Driven by the massive amounts of data flowing from the sequencing of human and other genomes, scientists doing functional genomics research are developing new statistical and computational methods that will allow them to better mine this information. Two presentations showcased at the Intelligent Systems for Molecular Biology Conference (http://ismb2000.sdsc.edu) at the University of California at San Diego illustrate the first steps in this brave new world of bioinformatics.

Both programs are powerful applications that throw a wider net over documents on Medline or PubMed than a manual, generic search engine. One links clusters of expressed genes on microarrays to published literature, the second establishes a database of literature on each gene as well as related ones.

Daniel Masys, director of biomedical informatics and professor of medicine at the University of California at San Diego, has developed a microarray search engine that has now been made available to the public http://array.sdsc.edu. The web-based program, which is funded by the National Institutes of Health and is a joint project of UCSD, the San Diego Supercomputer Center and the Veteran's Medical Research Foundation, is free to users, much like the publicly-funded GenBank repository of gene sequencing data.

The web-based program allows users to browse, visualize, and analyze data obtained from gene expression experiments. Data are uploaded into a database that can be queried using various analytical tools. In addition, it uses indexing terms for published literature to link documents on a cluster of expressed genes.

One important drawback is that less than half of the genes available on commercial microarrays have one or more literature citations linked to them. The UCSD group tested their program using $120,000 of gene chips donated chips from Affymetrix that contained the expressed genes of cells responding to HIV infection over a given time period.

By linking the clusters to published literature, one researcher involved in the project found a new insight into the origin of HIV-initiated cell death. Jacques Corbeil, a UCSD infectious disease specialist, discovered that the expressed genes all were involved in apoptosis within the cell, rather than death caused by signaling from the virus to the cell surface. “But this path is only a suggestion,” says Corbeil, “…microarrays are the beginning of the process;” the proposed mechansim must now be assessed experimentally.

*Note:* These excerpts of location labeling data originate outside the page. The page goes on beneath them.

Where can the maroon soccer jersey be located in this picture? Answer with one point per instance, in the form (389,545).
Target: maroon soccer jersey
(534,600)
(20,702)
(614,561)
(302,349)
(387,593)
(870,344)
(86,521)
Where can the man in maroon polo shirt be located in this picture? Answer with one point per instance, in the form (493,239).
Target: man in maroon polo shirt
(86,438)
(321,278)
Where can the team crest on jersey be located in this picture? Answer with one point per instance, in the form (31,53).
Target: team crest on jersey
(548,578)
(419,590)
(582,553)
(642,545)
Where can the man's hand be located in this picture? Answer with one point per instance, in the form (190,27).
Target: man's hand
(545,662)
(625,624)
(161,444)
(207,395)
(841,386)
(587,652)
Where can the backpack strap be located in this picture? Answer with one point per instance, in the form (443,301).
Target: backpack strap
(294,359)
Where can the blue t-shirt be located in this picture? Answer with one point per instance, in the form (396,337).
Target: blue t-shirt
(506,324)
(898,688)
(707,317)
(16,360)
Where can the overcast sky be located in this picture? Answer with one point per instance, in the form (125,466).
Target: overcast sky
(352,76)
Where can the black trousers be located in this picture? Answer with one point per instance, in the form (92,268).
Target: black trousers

The second program, developed at the National Center for Biotechnology Information (NCBI), searches for functional relationships among genes in PubMed abstracts. Users must input reference numbers of the genes from a microarray experiment, for example. In response, they get a database of documents related to that gene, to other related genes and to a set of keywords that characterize the gene's function.

The program's goal is to establish common functions between different genes that would otherwise be missed because of the vast amount of published material available on PubMed, according to Hagit Shatkay, a postdoctoral researcher at NCBI.

“We can find hints to what these genes are doing and why they are co-expressed,” Shatkay said.

However, Greg Colello, software programmer at the National Center for Genome Resources (NCGR) in Santa Fe, New Mexico, cautions that these search engines are no substitute for laboratory experimentation. “You still have to test things,” he said. “Nobody is going to sit on a literature search as way of deciding what to do.”